Arizona’s pensions have funding gap

Arizona’s retirement plans had a liability of $48.8 billion and the state has fallen $12 billion short in setting aside money to pay for it. Although Arizona consistently paid, or exceeded, its full annual pension contribution from 2005 to 2010, the system was 75 percent funded in fiscal year 2010 and faced a $12 billion funding gap.

According to the Pew Research Center, most experts agree that a fiscally sustainable system should be at least 80 percent funded. The state also had a $713 million bill for retiree health care costs, 69 percent of which was funded, well above the 8 percent national average in 2010.

Arizona lawmakers approved pension cuts in 2010 and 2011, including raising employee contributions, lowering state contributions, and limiting cost-of-living increases. But a district court judge said in 2012 that the higher contributions were unconstitutional, leaving their status in doubt.

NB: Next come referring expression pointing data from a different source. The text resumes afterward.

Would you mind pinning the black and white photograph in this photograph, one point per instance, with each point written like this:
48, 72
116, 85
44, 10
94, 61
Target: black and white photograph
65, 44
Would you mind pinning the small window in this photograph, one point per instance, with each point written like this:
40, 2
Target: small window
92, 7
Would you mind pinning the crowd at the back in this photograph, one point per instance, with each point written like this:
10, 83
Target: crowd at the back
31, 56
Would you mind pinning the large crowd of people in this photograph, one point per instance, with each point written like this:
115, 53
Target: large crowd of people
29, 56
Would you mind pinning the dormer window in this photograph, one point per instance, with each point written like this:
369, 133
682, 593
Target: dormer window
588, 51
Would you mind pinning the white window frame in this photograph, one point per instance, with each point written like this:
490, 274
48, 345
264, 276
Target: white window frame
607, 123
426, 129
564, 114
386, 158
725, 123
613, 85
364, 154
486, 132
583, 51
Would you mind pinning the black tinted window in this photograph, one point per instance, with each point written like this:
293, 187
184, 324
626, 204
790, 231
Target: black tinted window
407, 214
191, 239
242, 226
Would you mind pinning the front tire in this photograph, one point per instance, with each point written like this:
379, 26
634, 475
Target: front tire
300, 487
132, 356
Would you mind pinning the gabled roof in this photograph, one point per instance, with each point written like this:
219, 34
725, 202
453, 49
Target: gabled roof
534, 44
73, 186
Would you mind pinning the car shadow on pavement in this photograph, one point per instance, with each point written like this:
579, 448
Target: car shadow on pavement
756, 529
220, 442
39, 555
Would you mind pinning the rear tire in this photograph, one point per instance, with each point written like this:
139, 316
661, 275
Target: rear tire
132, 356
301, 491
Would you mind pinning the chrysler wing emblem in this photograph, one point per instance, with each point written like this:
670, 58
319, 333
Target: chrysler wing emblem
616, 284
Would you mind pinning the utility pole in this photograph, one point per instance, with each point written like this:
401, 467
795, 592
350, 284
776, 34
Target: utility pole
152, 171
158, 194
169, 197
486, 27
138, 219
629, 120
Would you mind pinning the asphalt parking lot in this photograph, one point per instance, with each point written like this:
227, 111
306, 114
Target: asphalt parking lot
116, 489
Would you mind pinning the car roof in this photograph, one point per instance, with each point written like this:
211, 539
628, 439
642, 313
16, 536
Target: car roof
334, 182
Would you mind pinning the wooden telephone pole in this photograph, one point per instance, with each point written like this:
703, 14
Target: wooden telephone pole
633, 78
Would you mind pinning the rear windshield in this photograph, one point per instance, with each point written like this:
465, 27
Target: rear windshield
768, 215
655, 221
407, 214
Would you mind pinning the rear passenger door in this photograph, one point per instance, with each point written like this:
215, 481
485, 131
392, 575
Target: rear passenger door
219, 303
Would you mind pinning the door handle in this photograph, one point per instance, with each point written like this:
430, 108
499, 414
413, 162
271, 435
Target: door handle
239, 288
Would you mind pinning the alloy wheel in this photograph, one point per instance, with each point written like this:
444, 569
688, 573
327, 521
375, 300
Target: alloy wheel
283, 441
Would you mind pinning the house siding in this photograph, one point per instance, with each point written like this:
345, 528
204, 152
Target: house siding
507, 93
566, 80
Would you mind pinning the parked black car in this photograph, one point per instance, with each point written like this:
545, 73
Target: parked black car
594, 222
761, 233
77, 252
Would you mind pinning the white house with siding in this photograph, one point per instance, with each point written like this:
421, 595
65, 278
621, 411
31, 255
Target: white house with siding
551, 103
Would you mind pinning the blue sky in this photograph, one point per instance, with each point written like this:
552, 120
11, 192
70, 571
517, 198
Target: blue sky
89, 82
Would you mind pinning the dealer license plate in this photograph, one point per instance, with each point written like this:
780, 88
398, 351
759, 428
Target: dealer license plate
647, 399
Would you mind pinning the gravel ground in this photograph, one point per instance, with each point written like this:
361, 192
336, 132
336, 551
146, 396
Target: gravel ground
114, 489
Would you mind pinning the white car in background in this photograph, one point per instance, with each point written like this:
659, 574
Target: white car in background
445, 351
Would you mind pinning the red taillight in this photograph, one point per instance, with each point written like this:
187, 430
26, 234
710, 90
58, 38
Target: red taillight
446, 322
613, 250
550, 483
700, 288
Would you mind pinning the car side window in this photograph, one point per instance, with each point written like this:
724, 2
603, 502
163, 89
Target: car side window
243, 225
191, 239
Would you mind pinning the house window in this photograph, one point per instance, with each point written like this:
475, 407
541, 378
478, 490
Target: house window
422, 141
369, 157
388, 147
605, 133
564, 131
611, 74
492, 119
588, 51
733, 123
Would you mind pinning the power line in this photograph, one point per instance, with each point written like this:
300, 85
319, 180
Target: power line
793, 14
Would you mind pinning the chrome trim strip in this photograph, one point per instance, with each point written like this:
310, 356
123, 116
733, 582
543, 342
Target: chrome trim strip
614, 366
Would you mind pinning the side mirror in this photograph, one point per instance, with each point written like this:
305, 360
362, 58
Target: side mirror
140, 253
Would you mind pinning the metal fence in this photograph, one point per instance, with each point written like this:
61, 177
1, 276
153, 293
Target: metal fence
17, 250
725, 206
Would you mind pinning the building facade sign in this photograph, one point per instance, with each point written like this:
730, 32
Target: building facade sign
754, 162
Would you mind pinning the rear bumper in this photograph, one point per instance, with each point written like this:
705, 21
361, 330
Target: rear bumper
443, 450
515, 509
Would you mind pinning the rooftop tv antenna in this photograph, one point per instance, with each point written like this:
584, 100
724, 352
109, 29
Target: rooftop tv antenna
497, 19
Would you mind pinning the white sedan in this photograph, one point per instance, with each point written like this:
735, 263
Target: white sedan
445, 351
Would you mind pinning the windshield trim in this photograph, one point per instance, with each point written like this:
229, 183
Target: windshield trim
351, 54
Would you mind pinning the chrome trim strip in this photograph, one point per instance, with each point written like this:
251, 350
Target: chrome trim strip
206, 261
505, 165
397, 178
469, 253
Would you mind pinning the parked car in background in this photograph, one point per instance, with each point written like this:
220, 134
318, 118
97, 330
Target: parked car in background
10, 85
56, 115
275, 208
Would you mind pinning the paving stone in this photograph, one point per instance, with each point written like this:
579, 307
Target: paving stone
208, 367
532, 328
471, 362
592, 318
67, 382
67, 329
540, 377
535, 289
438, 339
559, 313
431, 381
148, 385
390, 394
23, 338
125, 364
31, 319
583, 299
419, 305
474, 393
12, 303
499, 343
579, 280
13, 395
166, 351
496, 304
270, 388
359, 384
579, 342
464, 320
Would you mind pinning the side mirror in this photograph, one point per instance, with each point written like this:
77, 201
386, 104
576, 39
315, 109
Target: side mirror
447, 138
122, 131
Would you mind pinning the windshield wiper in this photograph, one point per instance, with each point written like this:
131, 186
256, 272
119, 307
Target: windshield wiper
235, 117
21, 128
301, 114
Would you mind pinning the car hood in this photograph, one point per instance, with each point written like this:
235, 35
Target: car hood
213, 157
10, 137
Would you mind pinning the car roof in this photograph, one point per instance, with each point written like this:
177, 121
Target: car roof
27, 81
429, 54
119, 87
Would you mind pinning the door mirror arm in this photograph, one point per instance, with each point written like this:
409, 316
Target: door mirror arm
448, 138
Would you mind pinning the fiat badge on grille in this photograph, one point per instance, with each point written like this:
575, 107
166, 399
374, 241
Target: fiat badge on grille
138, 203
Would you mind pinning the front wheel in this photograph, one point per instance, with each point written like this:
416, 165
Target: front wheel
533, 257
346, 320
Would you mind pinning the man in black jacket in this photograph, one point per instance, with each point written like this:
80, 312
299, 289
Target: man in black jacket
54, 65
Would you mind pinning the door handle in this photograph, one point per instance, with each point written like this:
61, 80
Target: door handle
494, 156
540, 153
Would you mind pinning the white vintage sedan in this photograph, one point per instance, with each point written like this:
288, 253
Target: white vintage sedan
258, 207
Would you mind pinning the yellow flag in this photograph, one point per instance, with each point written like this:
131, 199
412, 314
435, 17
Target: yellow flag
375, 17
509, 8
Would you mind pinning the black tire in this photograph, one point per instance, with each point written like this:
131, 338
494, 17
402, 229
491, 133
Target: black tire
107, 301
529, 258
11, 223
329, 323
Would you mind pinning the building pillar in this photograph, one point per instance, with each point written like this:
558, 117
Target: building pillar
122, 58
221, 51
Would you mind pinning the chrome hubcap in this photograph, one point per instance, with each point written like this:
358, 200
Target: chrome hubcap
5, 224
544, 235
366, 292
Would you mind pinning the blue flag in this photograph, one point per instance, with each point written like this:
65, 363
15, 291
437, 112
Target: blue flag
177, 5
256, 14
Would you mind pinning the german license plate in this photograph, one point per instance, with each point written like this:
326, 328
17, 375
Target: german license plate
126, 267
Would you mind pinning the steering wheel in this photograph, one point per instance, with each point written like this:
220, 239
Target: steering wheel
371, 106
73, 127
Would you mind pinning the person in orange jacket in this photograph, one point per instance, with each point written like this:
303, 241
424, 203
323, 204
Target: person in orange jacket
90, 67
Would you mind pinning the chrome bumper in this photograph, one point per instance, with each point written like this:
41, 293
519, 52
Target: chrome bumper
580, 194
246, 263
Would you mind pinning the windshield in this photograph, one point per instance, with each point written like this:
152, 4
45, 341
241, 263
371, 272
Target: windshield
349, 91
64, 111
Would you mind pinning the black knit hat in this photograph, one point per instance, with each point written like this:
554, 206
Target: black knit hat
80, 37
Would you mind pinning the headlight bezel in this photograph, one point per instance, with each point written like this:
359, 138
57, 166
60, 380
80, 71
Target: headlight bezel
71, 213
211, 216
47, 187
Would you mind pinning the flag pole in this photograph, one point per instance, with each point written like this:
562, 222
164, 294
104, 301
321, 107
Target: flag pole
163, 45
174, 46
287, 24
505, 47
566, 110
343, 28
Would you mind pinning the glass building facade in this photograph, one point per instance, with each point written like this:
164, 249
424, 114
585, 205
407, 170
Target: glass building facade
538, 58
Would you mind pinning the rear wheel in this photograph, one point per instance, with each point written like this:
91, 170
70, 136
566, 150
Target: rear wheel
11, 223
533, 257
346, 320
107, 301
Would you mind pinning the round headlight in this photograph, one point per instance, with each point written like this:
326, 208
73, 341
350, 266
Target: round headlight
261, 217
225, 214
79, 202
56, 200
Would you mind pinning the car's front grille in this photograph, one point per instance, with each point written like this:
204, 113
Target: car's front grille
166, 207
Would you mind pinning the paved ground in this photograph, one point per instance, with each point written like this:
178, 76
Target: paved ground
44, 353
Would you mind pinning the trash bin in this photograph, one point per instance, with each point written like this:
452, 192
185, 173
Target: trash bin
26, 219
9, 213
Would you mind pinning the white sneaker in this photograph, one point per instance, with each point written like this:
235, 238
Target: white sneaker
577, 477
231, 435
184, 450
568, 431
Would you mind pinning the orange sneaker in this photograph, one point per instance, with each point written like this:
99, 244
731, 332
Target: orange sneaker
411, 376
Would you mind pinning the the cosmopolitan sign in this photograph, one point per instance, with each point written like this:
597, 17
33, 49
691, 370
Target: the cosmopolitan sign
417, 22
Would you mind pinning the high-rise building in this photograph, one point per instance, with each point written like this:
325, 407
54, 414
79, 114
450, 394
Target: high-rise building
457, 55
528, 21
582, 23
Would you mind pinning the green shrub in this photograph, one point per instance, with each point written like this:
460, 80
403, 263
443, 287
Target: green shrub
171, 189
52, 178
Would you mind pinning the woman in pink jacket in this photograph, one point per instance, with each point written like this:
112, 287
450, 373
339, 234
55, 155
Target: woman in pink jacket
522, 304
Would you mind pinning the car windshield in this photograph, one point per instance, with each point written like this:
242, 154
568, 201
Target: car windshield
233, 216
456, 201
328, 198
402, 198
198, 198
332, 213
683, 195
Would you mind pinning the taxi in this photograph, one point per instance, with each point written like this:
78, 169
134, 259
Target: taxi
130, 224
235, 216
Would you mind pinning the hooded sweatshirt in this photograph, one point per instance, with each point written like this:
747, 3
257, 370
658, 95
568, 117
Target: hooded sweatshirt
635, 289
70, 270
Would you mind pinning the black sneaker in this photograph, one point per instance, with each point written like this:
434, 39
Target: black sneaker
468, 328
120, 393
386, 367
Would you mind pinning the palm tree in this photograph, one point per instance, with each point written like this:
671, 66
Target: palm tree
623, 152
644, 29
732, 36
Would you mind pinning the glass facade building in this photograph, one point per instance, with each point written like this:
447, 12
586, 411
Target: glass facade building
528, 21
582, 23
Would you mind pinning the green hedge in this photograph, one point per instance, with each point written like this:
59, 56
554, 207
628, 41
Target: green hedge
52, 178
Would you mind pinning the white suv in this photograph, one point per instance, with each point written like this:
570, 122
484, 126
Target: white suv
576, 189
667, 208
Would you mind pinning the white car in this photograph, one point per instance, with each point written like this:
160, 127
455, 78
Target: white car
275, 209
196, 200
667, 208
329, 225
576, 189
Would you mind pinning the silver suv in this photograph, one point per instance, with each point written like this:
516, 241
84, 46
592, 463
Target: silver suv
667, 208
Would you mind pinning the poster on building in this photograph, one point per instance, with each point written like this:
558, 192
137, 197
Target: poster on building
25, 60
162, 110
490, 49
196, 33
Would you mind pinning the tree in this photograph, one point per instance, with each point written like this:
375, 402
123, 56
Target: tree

In 2010, Arizona paid 101 percent of the recommended contribution to its pension plans and 100 percent of what the state should have paid to fund retiree health benefits.


  1. All pensions whether public or private need to be converted to 401(k) type systems. The good news is we live longer, the bad news is trying to project how much money needs to go into the pension account to create that amount of income into years of retirement is too great for either taxpayers (public pensions) or corporations (private pensions) to cope with. Public pensions are very risky because the politicians do not fund the amount of money required.

  2. Pensions for government workers have been over promised. They will be cut in half very shortly. Just watch.